Making coffee is good, because it gives me something to do other than focus on the fact that Brady Hayes, the man who made my life a living hell for so long and tried to kill me (more than once), is getting out of prison so soon. There’s coffee to measure, mugs to choose, and spoons to get out of the drawer; soon, I have it all arranged on a wooden tray, and I carry it back to my play room carefully.

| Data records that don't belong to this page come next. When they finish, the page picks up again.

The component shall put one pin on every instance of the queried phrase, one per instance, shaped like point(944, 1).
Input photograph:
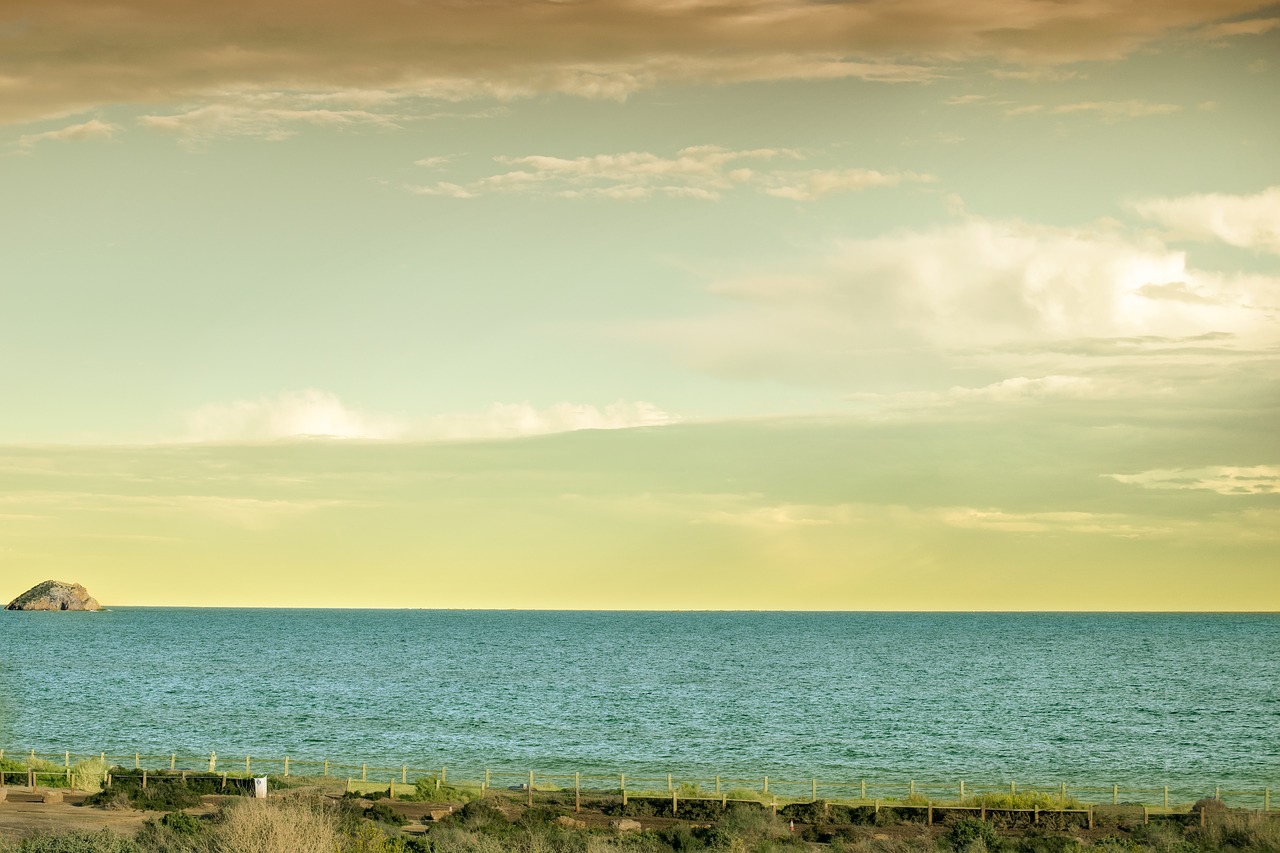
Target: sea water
point(1139, 701)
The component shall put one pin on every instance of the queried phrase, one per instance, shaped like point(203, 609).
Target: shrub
point(275, 825)
point(182, 824)
point(385, 813)
point(78, 842)
point(967, 830)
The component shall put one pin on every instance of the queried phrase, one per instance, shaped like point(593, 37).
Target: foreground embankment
point(154, 811)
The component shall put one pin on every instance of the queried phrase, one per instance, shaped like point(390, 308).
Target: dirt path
point(23, 813)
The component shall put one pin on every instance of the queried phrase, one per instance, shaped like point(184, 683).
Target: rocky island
point(55, 594)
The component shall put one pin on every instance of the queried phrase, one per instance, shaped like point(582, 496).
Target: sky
point(663, 304)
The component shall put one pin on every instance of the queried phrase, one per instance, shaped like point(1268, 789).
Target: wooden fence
point(60, 770)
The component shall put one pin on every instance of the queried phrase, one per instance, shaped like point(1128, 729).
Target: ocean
point(1130, 699)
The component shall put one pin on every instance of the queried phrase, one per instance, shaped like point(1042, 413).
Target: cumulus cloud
point(1257, 479)
point(164, 53)
point(910, 309)
point(1248, 222)
point(296, 414)
point(91, 129)
point(319, 414)
point(696, 172)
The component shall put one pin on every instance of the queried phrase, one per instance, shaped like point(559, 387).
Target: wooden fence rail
point(59, 769)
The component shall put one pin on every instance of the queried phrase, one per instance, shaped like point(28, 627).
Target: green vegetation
point(502, 824)
point(428, 789)
point(165, 790)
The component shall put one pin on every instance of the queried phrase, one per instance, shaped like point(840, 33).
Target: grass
point(296, 821)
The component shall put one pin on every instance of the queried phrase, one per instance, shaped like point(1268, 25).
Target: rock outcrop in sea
point(55, 594)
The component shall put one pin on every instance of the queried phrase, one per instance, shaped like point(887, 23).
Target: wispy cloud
point(319, 414)
point(204, 123)
point(698, 172)
point(510, 49)
point(1248, 220)
point(91, 129)
point(1107, 110)
point(1256, 479)
point(1005, 299)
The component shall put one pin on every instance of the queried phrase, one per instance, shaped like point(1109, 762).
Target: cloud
point(816, 183)
point(164, 53)
point(1247, 27)
point(512, 420)
point(91, 129)
point(981, 300)
point(296, 414)
point(1248, 222)
point(1257, 479)
point(696, 172)
point(319, 414)
point(202, 123)
point(1109, 110)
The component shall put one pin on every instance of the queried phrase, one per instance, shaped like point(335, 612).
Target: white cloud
point(296, 414)
point(1109, 110)
point(1008, 299)
point(511, 420)
point(698, 172)
point(809, 186)
point(1257, 479)
point(91, 129)
point(1248, 222)
point(263, 122)
point(319, 414)
point(1248, 27)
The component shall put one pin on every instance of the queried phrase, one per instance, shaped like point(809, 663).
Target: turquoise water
point(1191, 701)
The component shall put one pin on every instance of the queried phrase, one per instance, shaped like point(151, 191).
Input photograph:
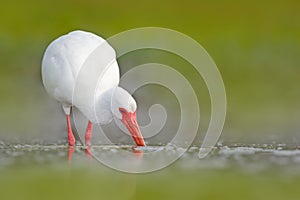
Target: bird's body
point(68, 65)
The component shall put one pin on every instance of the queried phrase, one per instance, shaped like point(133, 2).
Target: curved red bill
point(129, 120)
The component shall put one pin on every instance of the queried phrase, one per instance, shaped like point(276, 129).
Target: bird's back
point(63, 60)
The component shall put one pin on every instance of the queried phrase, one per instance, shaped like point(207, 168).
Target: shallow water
point(249, 158)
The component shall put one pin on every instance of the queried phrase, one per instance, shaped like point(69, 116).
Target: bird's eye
point(122, 110)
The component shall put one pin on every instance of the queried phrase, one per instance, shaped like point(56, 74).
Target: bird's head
point(124, 108)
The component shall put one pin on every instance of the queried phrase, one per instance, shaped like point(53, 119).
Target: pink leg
point(88, 134)
point(71, 138)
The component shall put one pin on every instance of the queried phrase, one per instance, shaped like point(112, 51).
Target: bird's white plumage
point(84, 63)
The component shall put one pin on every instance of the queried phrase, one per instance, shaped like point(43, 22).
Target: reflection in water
point(88, 153)
point(70, 153)
point(137, 152)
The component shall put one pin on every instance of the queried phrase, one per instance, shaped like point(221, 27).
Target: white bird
point(73, 60)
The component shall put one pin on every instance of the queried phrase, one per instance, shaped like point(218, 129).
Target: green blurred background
point(255, 44)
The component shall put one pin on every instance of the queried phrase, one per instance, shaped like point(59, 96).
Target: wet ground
point(249, 158)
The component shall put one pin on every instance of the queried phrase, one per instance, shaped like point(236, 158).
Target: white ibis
point(62, 62)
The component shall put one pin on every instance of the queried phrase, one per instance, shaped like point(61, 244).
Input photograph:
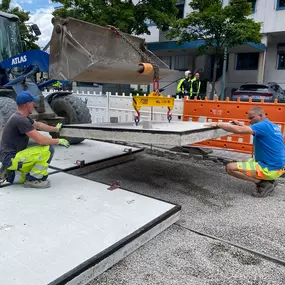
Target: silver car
point(257, 91)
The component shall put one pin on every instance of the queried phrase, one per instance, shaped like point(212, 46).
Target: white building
point(248, 63)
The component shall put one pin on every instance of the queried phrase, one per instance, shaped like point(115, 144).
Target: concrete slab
point(89, 151)
point(157, 133)
point(73, 231)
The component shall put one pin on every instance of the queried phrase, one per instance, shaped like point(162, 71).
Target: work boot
point(264, 188)
point(3, 175)
point(37, 184)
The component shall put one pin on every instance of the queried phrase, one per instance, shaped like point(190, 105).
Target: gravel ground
point(213, 203)
point(178, 256)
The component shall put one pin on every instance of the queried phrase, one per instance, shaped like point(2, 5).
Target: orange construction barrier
point(224, 111)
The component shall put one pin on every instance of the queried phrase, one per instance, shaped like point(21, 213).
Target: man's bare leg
point(232, 170)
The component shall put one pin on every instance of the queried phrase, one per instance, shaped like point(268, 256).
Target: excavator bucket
point(80, 51)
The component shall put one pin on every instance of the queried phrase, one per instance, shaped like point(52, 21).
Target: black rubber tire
point(8, 107)
point(74, 110)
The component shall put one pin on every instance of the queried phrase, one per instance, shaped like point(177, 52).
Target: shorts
point(251, 168)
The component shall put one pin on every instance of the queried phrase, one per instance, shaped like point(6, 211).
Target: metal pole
point(224, 74)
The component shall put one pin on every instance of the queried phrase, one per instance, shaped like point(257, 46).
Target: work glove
point(64, 142)
point(58, 127)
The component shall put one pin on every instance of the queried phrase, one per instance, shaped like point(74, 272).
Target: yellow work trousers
point(32, 163)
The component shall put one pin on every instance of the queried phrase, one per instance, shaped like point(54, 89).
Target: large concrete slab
point(73, 231)
point(89, 151)
point(174, 133)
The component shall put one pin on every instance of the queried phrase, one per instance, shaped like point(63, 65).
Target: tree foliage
point(219, 27)
point(27, 36)
point(124, 14)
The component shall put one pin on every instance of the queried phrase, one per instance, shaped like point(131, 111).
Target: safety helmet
point(187, 73)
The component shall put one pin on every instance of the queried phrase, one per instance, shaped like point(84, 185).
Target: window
point(253, 5)
point(181, 62)
point(280, 5)
point(247, 61)
point(166, 60)
point(180, 6)
point(281, 55)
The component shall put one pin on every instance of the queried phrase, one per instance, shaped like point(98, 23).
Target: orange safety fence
point(224, 111)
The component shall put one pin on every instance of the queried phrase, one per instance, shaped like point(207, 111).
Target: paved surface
point(46, 234)
point(213, 203)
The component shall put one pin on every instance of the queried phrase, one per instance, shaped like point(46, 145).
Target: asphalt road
point(212, 203)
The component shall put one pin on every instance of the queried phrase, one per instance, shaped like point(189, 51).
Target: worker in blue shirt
point(269, 152)
point(195, 86)
point(184, 85)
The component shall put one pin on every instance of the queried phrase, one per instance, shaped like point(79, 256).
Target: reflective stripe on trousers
point(33, 162)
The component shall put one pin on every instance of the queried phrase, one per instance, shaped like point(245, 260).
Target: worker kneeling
point(30, 163)
point(269, 152)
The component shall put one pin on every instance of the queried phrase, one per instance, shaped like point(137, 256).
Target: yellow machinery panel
point(154, 99)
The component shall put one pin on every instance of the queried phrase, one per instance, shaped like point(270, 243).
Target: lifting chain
point(141, 53)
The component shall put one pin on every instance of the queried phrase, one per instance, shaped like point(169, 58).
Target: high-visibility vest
point(195, 87)
point(184, 85)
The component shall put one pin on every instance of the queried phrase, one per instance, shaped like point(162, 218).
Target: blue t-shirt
point(269, 149)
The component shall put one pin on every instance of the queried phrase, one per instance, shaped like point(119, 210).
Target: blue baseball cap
point(25, 97)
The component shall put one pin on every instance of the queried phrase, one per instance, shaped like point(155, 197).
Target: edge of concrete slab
point(105, 162)
point(101, 262)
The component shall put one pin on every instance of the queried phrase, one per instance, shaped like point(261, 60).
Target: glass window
point(281, 56)
point(247, 61)
point(181, 62)
point(180, 6)
point(253, 5)
point(10, 42)
point(280, 4)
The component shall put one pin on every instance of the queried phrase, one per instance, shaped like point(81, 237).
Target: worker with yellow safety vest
point(184, 85)
point(195, 86)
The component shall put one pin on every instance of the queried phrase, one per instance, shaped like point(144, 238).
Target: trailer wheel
point(8, 107)
point(74, 110)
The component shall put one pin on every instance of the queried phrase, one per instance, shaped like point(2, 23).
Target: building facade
point(250, 62)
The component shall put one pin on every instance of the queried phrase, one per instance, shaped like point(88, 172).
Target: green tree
point(124, 14)
point(220, 28)
point(27, 35)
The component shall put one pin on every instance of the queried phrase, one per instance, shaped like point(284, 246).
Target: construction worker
point(195, 86)
point(183, 87)
point(28, 166)
point(269, 152)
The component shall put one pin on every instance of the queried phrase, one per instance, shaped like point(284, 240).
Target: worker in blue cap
point(30, 162)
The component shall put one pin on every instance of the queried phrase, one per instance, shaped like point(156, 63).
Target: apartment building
point(250, 62)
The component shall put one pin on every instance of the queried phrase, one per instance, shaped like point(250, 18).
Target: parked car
point(257, 91)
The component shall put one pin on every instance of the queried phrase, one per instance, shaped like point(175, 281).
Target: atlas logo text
point(19, 59)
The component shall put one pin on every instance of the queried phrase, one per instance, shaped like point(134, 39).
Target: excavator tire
point(8, 107)
point(74, 110)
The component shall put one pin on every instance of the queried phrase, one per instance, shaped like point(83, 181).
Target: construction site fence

“Okay,” I say once we all have mugs in our hands, “tell me where I’m being hidden, so that miserable piece of shit Brady Hayes can’t get to me.”

Andrew and Michelle exchange a look. They try to hide it, but I’ve been doing this job far too long, and have gotten really good at reading people’s faces. (You’ve got somebody gagged, you have to be able to tell the “god, yes, do that again” grimace from the, “I’m getting a leg cramp” grimace.) “Why would you think you’re going anywhere?” Michelle says after a moment.

“Because you’re United States Marshalls, not regular cops, and I have watched movies before,” I say. “And while I know that staying here and waiting for Brady to come after me would make it a whole lot easier for me to just kill his murderous ass like I should have done eight years ago, I doubt you’re going to let me do that. Am I right?”

Andrew nods, but he’s hiding a smirk behind the rim of his coffee cup. No doubt he, too, wants to see Brady lying in a puddle of his own blood.

“So, I’m right,” I say. “Now tell me how this is gonna work.”